For their testimony before the Congressional committees investigating the Iran-Contra affair, Marine Lieut. Col. Oliver North and Rear Adm. John Poindexter have won the 1987 “doublespeak” award from the National Council of Teachers of English.
William C. Lutz, chairman of the council’s committee on public doublespeak, said Colonel North was cited for saying “that he ‘cleaned things up,’ he was ‘cleaning up the historical record,’ he ‘fixed’ things up, and that he ‘took steps to ensure’ that things never ‘came out,’ meaning he lied, destroyed official government documents, and created false documents.”
“In Poindexter’s world,” Mr. Lutz said, “one can ‘acquiesce’ in a shipment of weapons while at the same time not authorize the shipment.

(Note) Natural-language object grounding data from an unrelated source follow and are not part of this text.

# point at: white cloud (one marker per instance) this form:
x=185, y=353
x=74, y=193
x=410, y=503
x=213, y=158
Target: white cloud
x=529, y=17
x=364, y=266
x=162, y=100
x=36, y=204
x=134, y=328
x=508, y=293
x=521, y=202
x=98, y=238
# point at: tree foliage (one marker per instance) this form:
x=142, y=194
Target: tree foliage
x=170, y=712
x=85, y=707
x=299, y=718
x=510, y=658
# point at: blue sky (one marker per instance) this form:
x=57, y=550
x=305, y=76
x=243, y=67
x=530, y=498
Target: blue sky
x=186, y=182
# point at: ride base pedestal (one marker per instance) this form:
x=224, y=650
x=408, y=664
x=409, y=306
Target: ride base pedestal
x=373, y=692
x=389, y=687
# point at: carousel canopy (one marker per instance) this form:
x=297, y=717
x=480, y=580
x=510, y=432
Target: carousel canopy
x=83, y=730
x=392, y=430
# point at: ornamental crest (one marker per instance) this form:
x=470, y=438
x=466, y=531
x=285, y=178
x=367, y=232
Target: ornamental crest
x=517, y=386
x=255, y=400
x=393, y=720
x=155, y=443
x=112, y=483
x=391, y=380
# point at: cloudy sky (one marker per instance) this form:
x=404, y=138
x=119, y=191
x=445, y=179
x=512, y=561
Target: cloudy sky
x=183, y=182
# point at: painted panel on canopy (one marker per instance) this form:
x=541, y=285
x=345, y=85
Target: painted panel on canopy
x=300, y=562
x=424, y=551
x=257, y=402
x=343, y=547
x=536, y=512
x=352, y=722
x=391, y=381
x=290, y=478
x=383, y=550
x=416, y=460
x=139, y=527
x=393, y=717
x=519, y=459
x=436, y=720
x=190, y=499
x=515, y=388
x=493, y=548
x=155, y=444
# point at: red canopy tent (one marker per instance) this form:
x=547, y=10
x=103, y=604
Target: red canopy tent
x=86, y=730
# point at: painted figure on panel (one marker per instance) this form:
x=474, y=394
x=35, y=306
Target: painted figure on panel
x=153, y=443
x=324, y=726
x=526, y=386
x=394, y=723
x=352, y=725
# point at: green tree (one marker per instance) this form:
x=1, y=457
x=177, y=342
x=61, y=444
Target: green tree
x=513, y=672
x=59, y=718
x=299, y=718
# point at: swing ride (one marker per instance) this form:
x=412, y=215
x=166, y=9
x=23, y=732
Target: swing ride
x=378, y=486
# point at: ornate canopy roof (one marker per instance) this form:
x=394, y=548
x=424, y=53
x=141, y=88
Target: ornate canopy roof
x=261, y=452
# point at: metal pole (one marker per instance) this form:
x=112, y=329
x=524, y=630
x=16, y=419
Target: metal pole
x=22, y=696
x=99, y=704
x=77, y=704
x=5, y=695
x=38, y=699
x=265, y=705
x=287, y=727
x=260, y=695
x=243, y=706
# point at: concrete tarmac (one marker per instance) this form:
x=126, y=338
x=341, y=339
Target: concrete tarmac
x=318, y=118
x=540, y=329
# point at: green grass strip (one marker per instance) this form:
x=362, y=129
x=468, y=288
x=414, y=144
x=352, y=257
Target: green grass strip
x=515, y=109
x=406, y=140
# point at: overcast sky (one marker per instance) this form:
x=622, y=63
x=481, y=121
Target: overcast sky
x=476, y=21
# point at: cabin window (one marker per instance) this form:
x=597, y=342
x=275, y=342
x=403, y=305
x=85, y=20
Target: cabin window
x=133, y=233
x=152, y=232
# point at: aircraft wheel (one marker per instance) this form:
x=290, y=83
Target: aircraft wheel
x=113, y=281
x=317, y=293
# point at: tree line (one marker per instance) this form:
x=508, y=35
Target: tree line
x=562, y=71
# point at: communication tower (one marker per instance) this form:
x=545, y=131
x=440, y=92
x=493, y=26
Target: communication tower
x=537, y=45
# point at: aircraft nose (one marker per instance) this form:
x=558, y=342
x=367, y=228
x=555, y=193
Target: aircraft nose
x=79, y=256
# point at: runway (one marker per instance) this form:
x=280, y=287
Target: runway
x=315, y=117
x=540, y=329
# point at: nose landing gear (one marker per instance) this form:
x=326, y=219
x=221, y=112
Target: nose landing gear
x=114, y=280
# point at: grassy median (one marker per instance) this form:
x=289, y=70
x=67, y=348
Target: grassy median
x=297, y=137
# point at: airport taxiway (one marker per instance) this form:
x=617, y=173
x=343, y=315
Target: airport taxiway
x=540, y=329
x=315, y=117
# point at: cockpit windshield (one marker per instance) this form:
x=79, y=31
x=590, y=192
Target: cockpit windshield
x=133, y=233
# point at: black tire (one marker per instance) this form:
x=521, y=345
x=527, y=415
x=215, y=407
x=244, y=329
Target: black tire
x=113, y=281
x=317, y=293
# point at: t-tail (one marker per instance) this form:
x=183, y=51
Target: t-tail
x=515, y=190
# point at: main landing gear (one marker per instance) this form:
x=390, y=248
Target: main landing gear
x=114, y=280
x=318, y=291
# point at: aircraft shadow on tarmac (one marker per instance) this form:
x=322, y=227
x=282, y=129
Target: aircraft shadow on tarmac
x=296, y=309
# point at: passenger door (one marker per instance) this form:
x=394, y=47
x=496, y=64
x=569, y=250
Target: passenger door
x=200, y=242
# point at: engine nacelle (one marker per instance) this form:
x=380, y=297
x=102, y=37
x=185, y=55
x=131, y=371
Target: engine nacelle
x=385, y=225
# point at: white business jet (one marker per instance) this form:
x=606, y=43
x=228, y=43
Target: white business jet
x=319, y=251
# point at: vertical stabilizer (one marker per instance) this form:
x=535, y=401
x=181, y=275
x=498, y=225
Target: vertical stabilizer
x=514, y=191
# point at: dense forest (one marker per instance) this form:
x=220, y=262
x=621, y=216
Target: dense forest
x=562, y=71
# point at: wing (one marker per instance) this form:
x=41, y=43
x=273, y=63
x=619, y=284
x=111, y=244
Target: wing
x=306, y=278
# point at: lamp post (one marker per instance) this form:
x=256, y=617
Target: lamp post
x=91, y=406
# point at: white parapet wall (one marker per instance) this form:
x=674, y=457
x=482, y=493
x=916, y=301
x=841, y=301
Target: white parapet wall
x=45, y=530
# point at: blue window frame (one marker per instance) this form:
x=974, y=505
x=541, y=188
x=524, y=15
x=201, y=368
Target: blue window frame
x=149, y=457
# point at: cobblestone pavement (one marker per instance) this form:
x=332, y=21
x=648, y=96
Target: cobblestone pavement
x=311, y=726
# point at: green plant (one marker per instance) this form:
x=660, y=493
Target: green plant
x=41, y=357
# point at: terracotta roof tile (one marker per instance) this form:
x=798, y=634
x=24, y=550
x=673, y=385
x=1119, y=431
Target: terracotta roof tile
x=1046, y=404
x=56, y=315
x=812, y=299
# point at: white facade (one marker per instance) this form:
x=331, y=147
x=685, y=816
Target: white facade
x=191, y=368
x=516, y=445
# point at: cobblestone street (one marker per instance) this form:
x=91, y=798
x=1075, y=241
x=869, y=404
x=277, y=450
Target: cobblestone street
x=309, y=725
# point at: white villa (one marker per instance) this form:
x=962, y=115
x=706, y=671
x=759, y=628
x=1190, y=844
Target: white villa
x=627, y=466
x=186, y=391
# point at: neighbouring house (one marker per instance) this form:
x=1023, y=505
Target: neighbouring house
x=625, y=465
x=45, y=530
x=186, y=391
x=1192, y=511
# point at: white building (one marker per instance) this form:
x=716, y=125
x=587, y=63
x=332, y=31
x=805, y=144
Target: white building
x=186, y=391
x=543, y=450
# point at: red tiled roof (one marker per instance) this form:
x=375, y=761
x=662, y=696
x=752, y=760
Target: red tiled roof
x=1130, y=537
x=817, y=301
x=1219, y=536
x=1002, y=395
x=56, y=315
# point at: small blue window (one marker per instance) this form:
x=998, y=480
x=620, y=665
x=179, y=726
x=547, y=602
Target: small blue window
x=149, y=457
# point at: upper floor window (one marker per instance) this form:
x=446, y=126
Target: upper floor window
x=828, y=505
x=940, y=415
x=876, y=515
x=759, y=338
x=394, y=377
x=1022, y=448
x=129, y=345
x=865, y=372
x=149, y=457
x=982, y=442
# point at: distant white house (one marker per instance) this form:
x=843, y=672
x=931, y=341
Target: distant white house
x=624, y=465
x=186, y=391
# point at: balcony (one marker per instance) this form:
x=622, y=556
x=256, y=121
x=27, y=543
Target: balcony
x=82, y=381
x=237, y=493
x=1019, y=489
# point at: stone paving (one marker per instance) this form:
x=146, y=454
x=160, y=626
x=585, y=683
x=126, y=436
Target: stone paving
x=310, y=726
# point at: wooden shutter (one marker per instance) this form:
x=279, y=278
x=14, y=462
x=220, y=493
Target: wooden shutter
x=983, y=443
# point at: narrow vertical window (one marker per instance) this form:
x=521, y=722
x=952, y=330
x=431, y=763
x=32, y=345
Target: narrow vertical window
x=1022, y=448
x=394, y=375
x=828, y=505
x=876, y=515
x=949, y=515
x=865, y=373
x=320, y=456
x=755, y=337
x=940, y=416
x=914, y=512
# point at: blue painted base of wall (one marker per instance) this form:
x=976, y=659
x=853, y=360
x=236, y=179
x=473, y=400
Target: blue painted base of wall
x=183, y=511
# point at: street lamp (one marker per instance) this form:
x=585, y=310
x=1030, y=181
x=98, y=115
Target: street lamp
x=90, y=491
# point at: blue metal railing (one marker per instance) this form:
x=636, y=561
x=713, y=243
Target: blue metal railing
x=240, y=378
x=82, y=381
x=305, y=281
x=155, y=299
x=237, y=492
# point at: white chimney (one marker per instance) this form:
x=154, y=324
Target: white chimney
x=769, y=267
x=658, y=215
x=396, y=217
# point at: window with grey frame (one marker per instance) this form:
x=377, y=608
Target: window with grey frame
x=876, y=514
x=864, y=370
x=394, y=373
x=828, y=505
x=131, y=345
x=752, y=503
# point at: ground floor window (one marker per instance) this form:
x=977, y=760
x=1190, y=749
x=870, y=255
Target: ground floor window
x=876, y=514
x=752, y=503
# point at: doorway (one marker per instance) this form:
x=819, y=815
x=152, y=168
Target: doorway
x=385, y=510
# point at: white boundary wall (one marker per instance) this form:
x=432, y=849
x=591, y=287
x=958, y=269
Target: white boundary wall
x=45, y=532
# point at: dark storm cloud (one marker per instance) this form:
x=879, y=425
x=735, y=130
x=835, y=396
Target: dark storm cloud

One can transfer millions of dollars of government money as a ‘technical implementation’ without making a ‘substantive decision.”’
The award, announced at the ncte’s annual meeting in Los Angeles, is given annually to call attention to deceptive language by public officials.
The name of the award alludes to a characterization of the practice in George Orwell’s novel, 1984.
Second place in this year’s competition went to President Reagan, for a series of statements he made regarding the sale of arms to Iran and aid to the Nicaraguan Contras.
Third place went jointly to the Central Intelligence Agency, the Department of Defense, and the Department of State, for calling a new doctrine of war “Low-Intensity Conflict.”
In related action, the committee named the Massachusetts Institute of Technology linguist Noam Chomsky as winner of the annual Orwell Award for distinguished contribution to honesty and clarity in language.